Good Morning. We’re now in to the second day of Brexit’s aftermath and I’m sure everyone has noticed their portfolio’s getting crushed and interest rates moving lower. We find ourselves in the classic flight-to-quality scenario, not unlike the Chinese currency devaluation episode recently, where investors are shedding risk and moving in to the safe havens of government bonds and mortgage-backed securities. So what’s the big deal? It seems like we’ve been in a constant flight-to-quality since I graduated high school. The difference now is that 50 years of European integration and the entire concept of globalization is suddenly on the ropes. What’s going to happen next? Who knows… It’s that UNCERTAINTY that’s driving markets in to the ground right now.
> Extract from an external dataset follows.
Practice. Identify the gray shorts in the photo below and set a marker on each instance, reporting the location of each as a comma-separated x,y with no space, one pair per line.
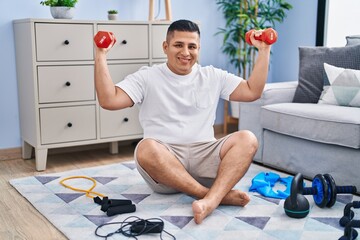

By being a member of the European Union, the UK enjoys free movement of goods, services, trade, people, etc. with the rest of Europe (and by extension, the planet Earth); an advantageous arrangement, as long as they’re willing to live with the EU’s regulations. With the UK’s vote to exit the EU, now everything from trading to exports to immigration has to be renegotiated and put in to the law books. This process could take as long as two years. Naturally, no one has any clue what the post-Brexit UK is going to look like or what kind of agreements are going to govern trade or immigration. As a result, I don’t see investors lining up to invest in the infrastructure in the UK in the foreseeable future.
A few other things to consider…. There’s the very real possibility that Scotland has their own referendum to leave the UK and stay in the EU. That would have a massive impact on the UK. Also, think about buying a home there – there are 2 million non-British residents in the UK. Are those people taking advantage of the rate environment and buying homes or starting businesses when there is the very real possibility that their legal status could be in question? What about London? London has been the financial center of Europe for centuries. That’s DONE. Think about the potential political chaos in Europe. Perhaps we see a “Tea Party for BREXIT’rs” in the rest of Europe, further increasing the instability in the region.
The UK comprises 4% of all global economic activity. Because of the factors above, we’re probably looking at the very real possibility of a recession in the UK later this year. Perhaps that spreads into the Eurozone and ultimately, the United States. There will be effects here. I think the selloff in the American equity markets is proof enough. A Fed rate hike in July is pretty much off the table and quite possibly off the table for the remainder of 2016. We’ll have to see more data before solidifying our stance on that last point, but keep in mind that economic data we’re going to see over the next few weeks will be pre-BREXIT vote and stale. Next Friday’s employment report will, for the most part, be severely discounted because of this. I think you have to drop GDP forecasts considerably…maybe in to the sub-2% range for the next two years.
Shoot me your questions. This is going to take some time to work through, but I hope this answer some questions…or at least presents some.